2020 ha roto todos los registros. Más de 23.000 inmigrantes llegaron en patera a Canarias de forma irregular. La saturación de las instalaciones se convirtió en un problema de primer orden para las autoridades locales… y para el Gobierno, que no encontraba la vía para devolver a todas esas personas a sus países de origen. De acuerdo a las cifras a las que ha tenido acceso Vozpópuli, sólo se logró repatriar a 480 personas en todo el año.

La evolución de las cifras refleja la presión migratoria que se vivió a lo largo del año. 129 embarcaciones llegaron a las costas canarias en 2019, frente a las 745 que lo hicieron en 2020. Lo mismo se puede decir del número de personas: de 2.687 se pasó a 23.023. Los datos figuran en el dossier elaborado por el Ministerio del Interior titulado Inmigración irregular 2020, con los datos acumulados del 1 de enero al 31 de diciembre.

Unas estadísticas que se tradujeron en escenas ya conocidas como la del muelle de Arguineguín, colapsado por la creciente llegada de embarcaciones. El Gobierno tuvo que recurrir a medidas drásticas para ubicar a todas estas personas: desde el acondicionamiento de cuarteles militares en desuso hasta abrir las puertas a unos hoteles que estaban vacíos por el desplome del turismo a causa de la pandemia.

De esos 23.023 inmigrantes que llegaron a Canarias, el Ejecutivo sólo logró devolver a sus países de origen a 480 que no cumplían con los requisitos de acogida o asilo. Son cifras que figuran en una respuesta escrita del Gobierno a preguntas registradas por Vox en el Congreso de los Diputados.

Presión migratoria en Canarias

Fuentes del Gobierno consultadas por este diario señalan que las cifras corresponden exclusivamente a los últimos dos meses del año, que es cuando se logró desbloquear la devolución a los países de origen. "Son muy buenas cifras", señalan.

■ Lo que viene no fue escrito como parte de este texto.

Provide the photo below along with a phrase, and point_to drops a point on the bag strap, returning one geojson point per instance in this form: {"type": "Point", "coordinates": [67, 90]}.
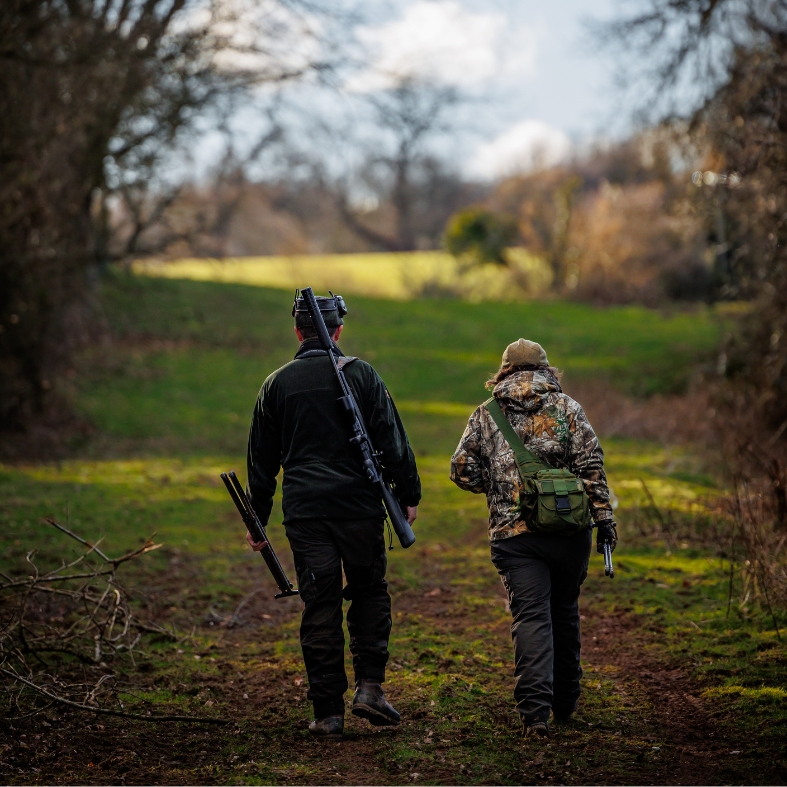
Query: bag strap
{"type": "Point", "coordinates": [527, 462]}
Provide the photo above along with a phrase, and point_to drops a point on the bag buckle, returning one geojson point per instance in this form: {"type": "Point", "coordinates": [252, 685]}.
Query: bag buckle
{"type": "Point", "coordinates": [562, 504]}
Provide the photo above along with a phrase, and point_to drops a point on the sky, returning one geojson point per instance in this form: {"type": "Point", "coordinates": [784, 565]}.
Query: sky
{"type": "Point", "coordinates": [539, 84]}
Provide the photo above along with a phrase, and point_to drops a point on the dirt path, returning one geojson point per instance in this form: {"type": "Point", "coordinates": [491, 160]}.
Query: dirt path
{"type": "Point", "coordinates": [654, 728]}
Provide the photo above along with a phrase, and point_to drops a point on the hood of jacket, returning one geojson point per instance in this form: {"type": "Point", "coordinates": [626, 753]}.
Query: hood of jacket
{"type": "Point", "coordinates": [526, 390]}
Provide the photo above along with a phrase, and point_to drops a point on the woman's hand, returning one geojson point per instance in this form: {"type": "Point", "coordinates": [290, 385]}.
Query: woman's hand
{"type": "Point", "coordinates": [257, 546]}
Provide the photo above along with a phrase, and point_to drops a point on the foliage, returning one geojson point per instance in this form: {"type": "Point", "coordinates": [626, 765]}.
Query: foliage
{"type": "Point", "coordinates": [93, 94]}
{"type": "Point", "coordinates": [480, 235]}
{"type": "Point", "coordinates": [616, 225]}
{"type": "Point", "coordinates": [739, 51]}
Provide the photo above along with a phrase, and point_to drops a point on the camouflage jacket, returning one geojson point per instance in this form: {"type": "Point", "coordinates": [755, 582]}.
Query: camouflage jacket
{"type": "Point", "coordinates": [552, 426]}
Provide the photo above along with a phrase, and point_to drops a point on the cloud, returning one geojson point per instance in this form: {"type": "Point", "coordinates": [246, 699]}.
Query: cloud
{"type": "Point", "coordinates": [528, 145]}
{"type": "Point", "coordinates": [443, 42]}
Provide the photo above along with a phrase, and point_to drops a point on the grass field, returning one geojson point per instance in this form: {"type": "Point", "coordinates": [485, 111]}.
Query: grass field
{"type": "Point", "coordinates": [677, 689]}
{"type": "Point", "coordinates": [400, 275]}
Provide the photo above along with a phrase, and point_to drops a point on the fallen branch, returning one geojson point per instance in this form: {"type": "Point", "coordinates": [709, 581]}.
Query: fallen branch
{"type": "Point", "coordinates": [108, 711]}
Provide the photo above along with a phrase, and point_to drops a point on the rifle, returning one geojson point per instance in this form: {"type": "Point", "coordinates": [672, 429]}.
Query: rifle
{"type": "Point", "coordinates": [609, 571]}
{"type": "Point", "coordinates": [257, 530]}
{"type": "Point", "coordinates": [360, 438]}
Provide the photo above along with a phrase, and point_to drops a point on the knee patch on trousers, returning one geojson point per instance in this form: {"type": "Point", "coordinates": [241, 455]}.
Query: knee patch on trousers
{"type": "Point", "coordinates": [311, 584]}
{"type": "Point", "coordinates": [361, 578]}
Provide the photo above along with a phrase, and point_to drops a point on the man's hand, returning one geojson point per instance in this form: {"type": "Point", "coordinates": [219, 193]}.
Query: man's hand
{"type": "Point", "coordinates": [606, 534]}
{"type": "Point", "coordinates": [257, 546]}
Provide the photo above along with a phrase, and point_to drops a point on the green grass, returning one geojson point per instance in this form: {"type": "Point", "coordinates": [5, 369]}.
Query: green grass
{"type": "Point", "coordinates": [190, 386]}
{"type": "Point", "coordinates": [171, 398]}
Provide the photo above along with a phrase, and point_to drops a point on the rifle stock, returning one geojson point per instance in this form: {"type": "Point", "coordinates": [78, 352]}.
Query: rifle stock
{"type": "Point", "coordinates": [608, 567]}
{"type": "Point", "coordinates": [360, 437]}
{"type": "Point", "coordinates": [257, 531]}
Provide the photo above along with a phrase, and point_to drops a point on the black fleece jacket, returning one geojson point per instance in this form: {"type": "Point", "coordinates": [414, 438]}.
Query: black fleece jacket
{"type": "Point", "coordinates": [299, 425]}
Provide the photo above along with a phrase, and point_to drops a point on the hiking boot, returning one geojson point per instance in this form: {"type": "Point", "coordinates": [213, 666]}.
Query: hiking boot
{"type": "Point", "coordinates": [369, 703]}
{"type": "Point", "coordinates": [538, 729]}
{"type": "Point", "coordinates": [330, 728]}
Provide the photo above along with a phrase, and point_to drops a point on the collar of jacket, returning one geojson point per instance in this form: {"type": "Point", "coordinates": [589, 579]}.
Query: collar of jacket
{"type": "Point", "coordinates": [311, 348]}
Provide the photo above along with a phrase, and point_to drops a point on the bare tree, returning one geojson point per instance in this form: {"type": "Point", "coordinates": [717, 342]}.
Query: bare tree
{"type": "Point", "coordinates": [91, 93]}
{"type": "Point", "coordinates": [407, 116]}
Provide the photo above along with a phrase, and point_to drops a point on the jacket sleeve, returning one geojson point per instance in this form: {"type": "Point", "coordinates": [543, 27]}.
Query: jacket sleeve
{"type": "Point", "coordinates": [466, 467]}
{"type": "Point", "coordinates": [587, 463]}
{"type": "Point", "coordinates": [263, 458]}
{"type": "Point", "coordinates": [387, 432]}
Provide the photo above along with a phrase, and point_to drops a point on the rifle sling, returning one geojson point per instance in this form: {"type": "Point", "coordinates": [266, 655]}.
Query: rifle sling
{"type": "Point", "coordinates": [526, 462]}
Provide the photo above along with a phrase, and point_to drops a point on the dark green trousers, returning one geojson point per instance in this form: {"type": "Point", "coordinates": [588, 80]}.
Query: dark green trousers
{"type": "Point", "coordinates": [322, 547]}
{"type": "Point", "coordinates": [542, 575]}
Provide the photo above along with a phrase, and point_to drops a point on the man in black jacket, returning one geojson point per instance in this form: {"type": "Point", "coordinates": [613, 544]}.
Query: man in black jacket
{"type": "Point", "coordinates": [333, 515]}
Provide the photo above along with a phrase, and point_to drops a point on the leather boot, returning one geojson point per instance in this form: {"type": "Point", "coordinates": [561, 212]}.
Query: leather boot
{"type": "Point", "coordinates": [330, 728]}
{"type": "Point", "coordinates": [369, 703]}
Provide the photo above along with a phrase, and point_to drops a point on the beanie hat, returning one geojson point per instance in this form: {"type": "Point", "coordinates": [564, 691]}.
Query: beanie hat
{"type": "Point", "coordinates": [524, 353]}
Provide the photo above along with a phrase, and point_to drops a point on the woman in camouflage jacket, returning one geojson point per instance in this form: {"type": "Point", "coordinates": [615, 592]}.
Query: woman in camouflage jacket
{"type": "Point", "coordinates": [542, 572]}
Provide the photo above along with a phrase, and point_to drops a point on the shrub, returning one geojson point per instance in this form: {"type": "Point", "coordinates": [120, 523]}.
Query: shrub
{"type": "Point", "coordinates": [480, 235]}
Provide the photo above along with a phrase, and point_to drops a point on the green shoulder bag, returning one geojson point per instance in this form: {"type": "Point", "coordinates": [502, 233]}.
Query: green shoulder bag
{"type": "Point", "coordinates": [554, 500]}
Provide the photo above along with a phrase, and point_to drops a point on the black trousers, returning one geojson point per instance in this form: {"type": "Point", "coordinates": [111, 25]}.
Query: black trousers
{"type": "Point", "coordinates": [542, 575]}
{"type": "Point", "coordinates": [321, 548]}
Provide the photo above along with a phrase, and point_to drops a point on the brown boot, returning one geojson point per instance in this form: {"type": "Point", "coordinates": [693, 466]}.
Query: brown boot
{"type": "Point", "coordinates": [369, 703]}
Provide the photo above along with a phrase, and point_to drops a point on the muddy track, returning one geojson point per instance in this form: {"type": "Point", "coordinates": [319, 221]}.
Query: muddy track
{"type": "Point", "coordinates": [695, 750]}
{"type": "Point", "coordinates": [665, 735]}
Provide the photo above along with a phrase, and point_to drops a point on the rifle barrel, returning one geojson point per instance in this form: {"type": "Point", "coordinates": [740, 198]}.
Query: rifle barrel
{"type": "Point", "coordinates": [360, 436]}
{"type": "Point", "coordinates": [257, 531]}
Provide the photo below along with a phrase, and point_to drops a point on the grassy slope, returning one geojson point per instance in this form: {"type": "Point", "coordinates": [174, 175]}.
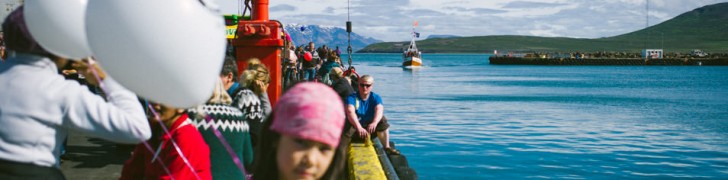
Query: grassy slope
{"type": "Point", "coordinates": [704, 28]}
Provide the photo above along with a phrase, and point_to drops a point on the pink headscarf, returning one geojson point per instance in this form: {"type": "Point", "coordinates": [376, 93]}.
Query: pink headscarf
{"type": "Point", "coordinates": [311, 111]}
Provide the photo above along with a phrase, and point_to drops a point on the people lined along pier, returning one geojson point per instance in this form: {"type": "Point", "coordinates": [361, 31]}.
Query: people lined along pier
{"type": "Point", "coordinates": [694, 58]}
{"type": "Point", "coordinates": [235, 134]}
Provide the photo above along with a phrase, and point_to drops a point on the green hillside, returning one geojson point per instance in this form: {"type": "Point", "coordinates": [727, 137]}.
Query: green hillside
{"type": "Point", "coordinates": [704, 28]}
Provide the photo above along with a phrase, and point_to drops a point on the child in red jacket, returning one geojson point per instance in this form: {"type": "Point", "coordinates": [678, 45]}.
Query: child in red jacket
{"type": "Point", "coordinates": [190, 161]}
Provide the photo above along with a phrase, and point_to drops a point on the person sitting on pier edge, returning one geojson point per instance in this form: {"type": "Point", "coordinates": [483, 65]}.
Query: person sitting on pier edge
{"type": "Point", "coordinates": [39, 108]}
{"type": "Point", "coordinates": [365, 112]}
{"type": "Point", "coordinates": [299, 140]}
{"type": "Point", "coordinates": [341, 85]}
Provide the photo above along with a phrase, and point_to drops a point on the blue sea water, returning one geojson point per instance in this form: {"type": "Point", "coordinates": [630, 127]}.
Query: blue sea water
{"type": "Point", "coordinates": [461, 118]}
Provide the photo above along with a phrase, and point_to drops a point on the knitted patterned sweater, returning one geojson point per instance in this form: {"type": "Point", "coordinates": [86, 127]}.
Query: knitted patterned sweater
{"type": "Point", "coordinates": [233, 126]}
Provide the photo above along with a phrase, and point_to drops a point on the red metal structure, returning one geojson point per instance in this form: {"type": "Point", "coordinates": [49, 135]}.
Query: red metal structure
{"type": "Point", "coordinates": [261, 38]}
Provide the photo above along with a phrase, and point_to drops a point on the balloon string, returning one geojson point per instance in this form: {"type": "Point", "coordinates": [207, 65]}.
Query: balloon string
{"type": "Point", "coordinates": [229, 149]}
{"type": "Point", "coordinates": [136, 130]}
{"type": "Point", "coordinates": [176, 147]}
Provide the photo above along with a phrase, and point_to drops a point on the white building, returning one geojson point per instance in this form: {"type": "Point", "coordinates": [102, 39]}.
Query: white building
{"type": "Point", "coordinates": [652, 53]}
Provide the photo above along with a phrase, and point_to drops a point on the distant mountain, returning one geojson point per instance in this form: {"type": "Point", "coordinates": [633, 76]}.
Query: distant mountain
{"type": "Point", "coordinates": [704, 28]}
{"type": "Point", "coordinates": [329, 36]}
{"type": "Point", "coordinates": [435, 36]}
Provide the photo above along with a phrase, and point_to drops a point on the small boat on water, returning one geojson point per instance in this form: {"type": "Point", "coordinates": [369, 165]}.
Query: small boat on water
{"type": "Point", "coordinates": [412, 58]}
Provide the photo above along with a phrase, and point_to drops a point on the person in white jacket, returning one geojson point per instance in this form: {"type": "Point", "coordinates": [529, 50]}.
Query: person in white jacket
{"type": "Point", "coordinates": [38, 108]}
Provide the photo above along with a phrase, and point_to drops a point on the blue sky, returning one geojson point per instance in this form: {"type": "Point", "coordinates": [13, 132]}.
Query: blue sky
{"type": "Point", "coordinates": [391, 20]}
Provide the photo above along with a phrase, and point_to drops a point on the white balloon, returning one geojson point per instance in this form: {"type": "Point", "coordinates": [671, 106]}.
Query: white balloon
{"type": "Point", "coordinates": [59, 26]}
{"type": "Point", "coordinates": [168, 51]}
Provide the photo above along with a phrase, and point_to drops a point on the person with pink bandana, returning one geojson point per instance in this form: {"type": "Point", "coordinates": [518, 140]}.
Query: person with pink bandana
{"type": "Point", "coordinates": [299, 140]}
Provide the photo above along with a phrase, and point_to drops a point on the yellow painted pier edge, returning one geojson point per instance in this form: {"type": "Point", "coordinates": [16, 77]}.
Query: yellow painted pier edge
{"type": "Point", "coordinates": [364, 162]}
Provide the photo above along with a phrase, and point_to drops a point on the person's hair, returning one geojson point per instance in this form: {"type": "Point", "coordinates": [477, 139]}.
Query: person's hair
{"type": "Point", "coordinates": [367, 78]}
{"type": "Point", "coordinates": [219, 95]}
{"type": "Point", "coordinates": [265, 164]}
{"type": "Point", "coordinates": [230, 66]}
{"type": "Point", "coordinates": [253, 73]}
{"type": "Point", "coordinates": [336, 72]}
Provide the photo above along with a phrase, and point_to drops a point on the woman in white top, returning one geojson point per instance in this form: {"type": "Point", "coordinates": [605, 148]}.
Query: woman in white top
{"type": "Point", "coordinates": [38, 108]}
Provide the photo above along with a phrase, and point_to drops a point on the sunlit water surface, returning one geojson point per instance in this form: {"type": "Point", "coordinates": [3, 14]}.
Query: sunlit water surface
{"type": "Point", "coordinates": [461, 118]}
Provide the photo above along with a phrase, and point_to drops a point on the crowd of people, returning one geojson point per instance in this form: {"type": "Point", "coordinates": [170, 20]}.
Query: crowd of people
{"type": "Point", "coordinates": [309, 63]}
{"type": "Point", "coordinates": [236, 134]}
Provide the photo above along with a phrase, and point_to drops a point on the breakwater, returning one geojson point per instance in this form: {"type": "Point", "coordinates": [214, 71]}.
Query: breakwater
{"type": "Point", "coordinates": [723, 61]}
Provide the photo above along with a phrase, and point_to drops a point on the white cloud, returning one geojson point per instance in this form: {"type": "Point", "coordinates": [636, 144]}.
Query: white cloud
{"type": "Point", "coordinates": [391, 20]}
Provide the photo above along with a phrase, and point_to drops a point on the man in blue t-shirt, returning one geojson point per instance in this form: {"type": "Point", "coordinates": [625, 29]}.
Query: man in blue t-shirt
{"type": "Point", "coordinates": [365, 111]}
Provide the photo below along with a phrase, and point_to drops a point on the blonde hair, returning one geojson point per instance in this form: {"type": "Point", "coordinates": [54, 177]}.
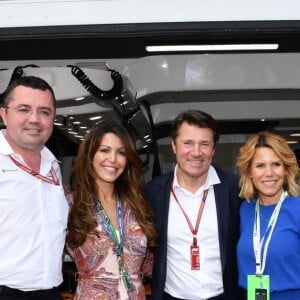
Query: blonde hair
{"type": "Point", "coordinates": [279, 145]}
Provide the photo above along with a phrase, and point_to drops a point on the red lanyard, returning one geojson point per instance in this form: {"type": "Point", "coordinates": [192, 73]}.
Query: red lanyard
{"type": "Point", "coordinates": [54, 179]}
{"type": "Point", "coordinates": [194, 231]}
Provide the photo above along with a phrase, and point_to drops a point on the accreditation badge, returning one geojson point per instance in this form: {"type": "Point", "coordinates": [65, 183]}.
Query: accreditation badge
{"type": "Point", "coordinates": [258, 287]}
{"type": "Point", "coordinates": [195, 257]}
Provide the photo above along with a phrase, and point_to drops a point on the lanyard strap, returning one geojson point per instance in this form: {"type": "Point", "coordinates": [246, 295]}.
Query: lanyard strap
{"type": "Point", "coordinates": [258, 242]}
{"type": "Point", "coordinates": [54, 179]}
{"type": "Point", "coordinates": [193, 230]}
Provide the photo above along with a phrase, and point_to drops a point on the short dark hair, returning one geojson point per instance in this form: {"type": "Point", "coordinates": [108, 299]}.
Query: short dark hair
{"type": "Point", "coordinates": [28, 81]}
{"type": "Point", "coordinates": [195, 117]}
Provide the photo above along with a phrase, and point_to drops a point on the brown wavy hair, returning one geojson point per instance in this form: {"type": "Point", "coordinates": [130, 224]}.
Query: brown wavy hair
{"type": "Point", "coordinates": [279, 145]}
{"type": "Point", "coordinates": [128, 186]}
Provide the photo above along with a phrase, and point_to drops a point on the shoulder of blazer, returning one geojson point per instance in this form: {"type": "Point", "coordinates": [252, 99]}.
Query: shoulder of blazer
{"type": "Point", "coordinates": [162, 180]}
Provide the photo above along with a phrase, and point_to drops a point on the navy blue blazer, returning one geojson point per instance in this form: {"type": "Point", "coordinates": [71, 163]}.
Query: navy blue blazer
{"type": "Point", "coordinates": [157, 193]}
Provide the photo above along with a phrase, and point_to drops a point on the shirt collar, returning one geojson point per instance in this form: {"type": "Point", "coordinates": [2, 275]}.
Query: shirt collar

Hasta entonces, la pandemia del coronavirus había propiciado el cierre de las fronteras, impidiendo que se aplicasen los convenios de repatriación.

"Debido a las restricciones de movilidad internacional derivadas de la actual situación de pandemia, provocado por el virus COVID-19, muchas fronteras exteriores permanecen cerradas imposibilitando la realización de viajes para repatriaciones o dificultando esta labor por la exigencia de ciertos requisitos a cumplir", señala el Gobierno en otra respuesta parlamentaria. "Se están manteniendo contactos con los distintos países de origen con el objetivo de poder retomar las repatriaciones lo antes posible".

Las mafias dedicadas al tráfico de seres humanos explotaron ese bloqueo para lanzar más barcazas a aguas del Atlántico. Asimismo, la situación de pobreza y desequilibrio derivada de la pandemia propició que más inmigrantes tratasen de llegar a las costas canarias. Un cóctel que, según el Gobierno, propició esa saturación en las Islas.

Reubicaciones, traslados y repatriados

¿Qué ocurrió con el resto de personas? Como contó Vozpópuli, en 2020 se trasladaron a 2.168 personas de Canarias a la Península. Todas ellas, según la Secretaría de Estado de Migraciones, formaban parte de colectivos vulnerables: “Deterioro físico, psicológico, u otras circunstancias económicas, sociales o familiares”. Por tanto, merecedoras de la condición de asilo. De esas 2.168 reubicaciones, 1.447 se llevaron a cabo en el último trimestre del año.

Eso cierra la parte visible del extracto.